Moving back home you receive no support other than from those arranging the delivery of your household effects and that takes forever. There is no housekeeper to clean my house or do my laundry or watch my 2 year old. A second job is required for those luxuries including preschool for that 2 year old which I am fervently working on as I write. You don't get a welcome home packet with crucial information like schools, doctors, vets, etc. Nor do you get your home and utilities provided and paid for by a third party. You are truly on your own now. Good luck and welcome home!

There are certainly lots of pluses to being back. The best by far is hearing English or Spanish spoken everywhere. Being able to access all those services I mentioned above without having to learn a new language or bringing an interpreter is a relief. Living abroad gives you a certainly love and appreciation for your home country that you would not otherwise have or understand.

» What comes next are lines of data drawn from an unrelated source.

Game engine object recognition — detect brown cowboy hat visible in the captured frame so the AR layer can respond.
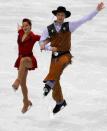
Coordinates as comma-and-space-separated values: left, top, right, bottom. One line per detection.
52, 6, 71, 18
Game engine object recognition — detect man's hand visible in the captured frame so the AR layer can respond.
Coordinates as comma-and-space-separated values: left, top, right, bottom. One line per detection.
97, 2, 105, 11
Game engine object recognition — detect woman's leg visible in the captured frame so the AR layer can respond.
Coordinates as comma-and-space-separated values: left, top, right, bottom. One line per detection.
18, 57, 32, 113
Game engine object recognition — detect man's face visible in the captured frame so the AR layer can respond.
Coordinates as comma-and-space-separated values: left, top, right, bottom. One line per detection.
56, 12, 65, 23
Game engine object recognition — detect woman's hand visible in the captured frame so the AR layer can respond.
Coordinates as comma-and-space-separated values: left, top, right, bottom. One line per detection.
97, 2, 105, 11
52, 47, 57, 52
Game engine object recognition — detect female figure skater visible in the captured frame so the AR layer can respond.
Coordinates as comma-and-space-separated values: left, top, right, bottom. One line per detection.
12, 18, 40, 113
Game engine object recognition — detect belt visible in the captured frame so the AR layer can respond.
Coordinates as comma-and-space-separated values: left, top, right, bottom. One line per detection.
52, 51, 70, 58
19, 53, 33, 57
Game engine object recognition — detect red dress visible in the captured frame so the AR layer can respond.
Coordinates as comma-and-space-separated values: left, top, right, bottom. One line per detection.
14, 29, 40, 70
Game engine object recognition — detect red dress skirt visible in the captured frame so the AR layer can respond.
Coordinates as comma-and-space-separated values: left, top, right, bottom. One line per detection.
14, 56, 37, 70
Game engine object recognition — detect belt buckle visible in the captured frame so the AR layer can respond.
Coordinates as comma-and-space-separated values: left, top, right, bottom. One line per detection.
54, 52, 58, 56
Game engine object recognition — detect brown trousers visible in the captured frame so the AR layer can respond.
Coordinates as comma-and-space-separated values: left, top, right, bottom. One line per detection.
44, 54, 72, 102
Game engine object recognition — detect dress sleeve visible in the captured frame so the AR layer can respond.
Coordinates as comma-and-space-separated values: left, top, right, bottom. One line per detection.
32, 33, 40, 43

America is far from perfect and I am sure I could make a list of everything that is done better in Europe (focus on family, first and foremost). But I am so grateful to live in a country that has wide open roads, where I don't have to do mathematical equations to convert everything to the Metric system (although i think the entire world should have a uniform system), where the bureaucracy is not as overwhelming and where you can take care of much of that bureaucratic stuff on-line, where people stop at intersections (stop sign or not!), where you don't have to pay for your plastic bags or bag your own groceries or even leave a coin deposit for your shopping cart, where I don't have to weigh produce, where parking spaces are clearly marked and sidewalks are meant for walking (even if I feel urges to jump on that sidewalk from time to time), where people know what a parade is and where to stand for one, and even, as overwhelming as it all is right now, where there is variety in just about everything.

Yes, I think it is safe to say, I love being home!

1 comment:

Lucy Filet said...

I kept trying to turn those doggone lights on outside the doors too and so did Seth. My sister's bathroom is in a weird place in her den (the TV is against the wall and the bathroom door opens right next to the TV, so if you come out and everyone's watching TV it makes you feel like everyone's watching you) and Seth stood there for sometime trying to figure out how the heck to turn that light on.

And OH MY GOSH, the choices killed me. Eventually I would go to the store with a specific item in mind and just buy it and leave. I couldn't stand there and look, I just got overwhelmed and walked out with nothing.